Erros e preconceitos motivam tentativa de controlar bets de beneficiários do Bolsa Família

há 5 meses 9

Desde que o Banco Central revelou a magnitude dos gastos dos brasileiros com casas de apostas, projetos de lei foram protocolados na Câmara dos Deputados para regular essa indústria. Visando regulamentar um setor que se alimenta da vulnerabilidade humana, alguns projetos vão além e buscam proibir apostas feitas por quem recebe o Bolsa Família.

Essa é uma história conhecida: a regulação da pobreza. "Regular", aqui, refere-se a normas sociais e políticas públicas para controlar o comportamento dos pobres. Constrói-se, assim, a imagem dos pobres que devem ser educados, já que são vistos como despidos de racionalidade e moral: assume-se que não sabem votar e são responsabilizados pela escolha de maus políticos; espera-se também que não saibam educar seus filhos, e são culpabilizados pela pobreza das próximas gerações.

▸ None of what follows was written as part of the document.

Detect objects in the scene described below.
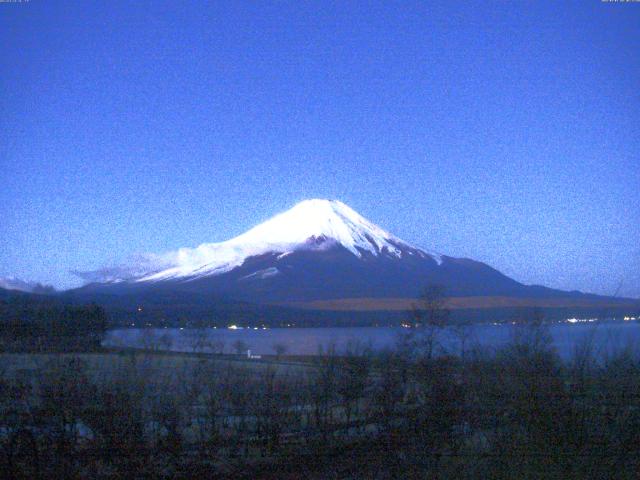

Neste caso, ao pobre é negado o direito de usar livremente sua renda. O dinheiro recebido da assistência social é realmente seu? Ou seria a assistência social apenas para custos predeterminados? No caso das apostas, os pobres são vistos como se estivessem engajando em comportamento supérfluo, o que provaria que não precisam da assistência. Há premissas errôneas que permeiam essas questões.

A primeira é que as famílias que recebem o BF não têm outras fontes de renda. Não existe trabalho formal disponível para todos no Brasil. A informalidade é a única saída para muitos. A maioria dos beneficiários do BF têm renda proveniente de trabalho, mas informal, instável e de baixo valor. Ter diversas fontes de renda é uma estratégia de sobrevivência, e isso não desqualifica essas famílias do BF, cujo acesso é determinado por estarem abaixo da linha da pobreza. É equivocado afirmar que "a cada 5 reais pagos pelo BF, 1 vai para apostas", pois o cálculo ignora rendas não formais. O que esses trabalhadores fazem com o dinheiro que ganham não pode ser objeto de controle.

Uma segunda premissa é a ideia de que os beneficiários deveriam usar o valor para investir em atividades produtivas, e não em apostas. Os benefícios são calculados para retirar famílias da pobreza, suficientes apenas para cobrir custos básicos, principalmente de alimentação. Na falta de oportunidades de acesso ao crédito e de opções de trabalho digno, as apostas aparecem como uma alternativa fácil de enriquecimento. E não são as únicas. Se o uso da renda para apostas é problemático, é também por ser resultado da falta de oportunidades de investimentos seguros.

Por fim, o controle da renda dos beneficiários do BF não é desejável ou viável. Essa fiscalização não afeta o impacto positivo do programa (ESTÁ ERRADO?). Beneficiários investem em educação e alimentação de seus filhos, gastos que movimentam economias locais. Esse controle seria incompatível com o direito a uma renda mínima baseado na dignidade dos cidadãos. Ademais, a devida fiscalização encareceria o programa, tornando-o menos eficiente. Seria também ineficaz, pois as famílias encontrariam maneiras de gastar o dinheiro da forma que quiserem.

Após 15 anos de BF, sabemos que dois terços dos filhos dos primeiros beneficiários não precisaram recorrer a programas sociais do governo. Um dos projetos de lei menciona a "forte possibilidade de endividamento excessivo dessa parcela da população mais vulnerável". Os dados revelam que a distribuição de pessoas fazendo apostas é similar entre a população brasileira e os beneficiários do BF. Se as apostas apresentam um risco de endividamento massivo da população, qualquer tentativa de destacar o problema das apostas como um comportamento exclusivo dos pobres é equivocada.

O editor, Michael França, pede para que cada participante do espaço "Políticas e Justiça" da Folha sugira uma música aos leitores. Nesse texto, a escolhida por Flávio Eiró foi "Para onde vão os meninos de São Mateus", de Rodrigo Campos.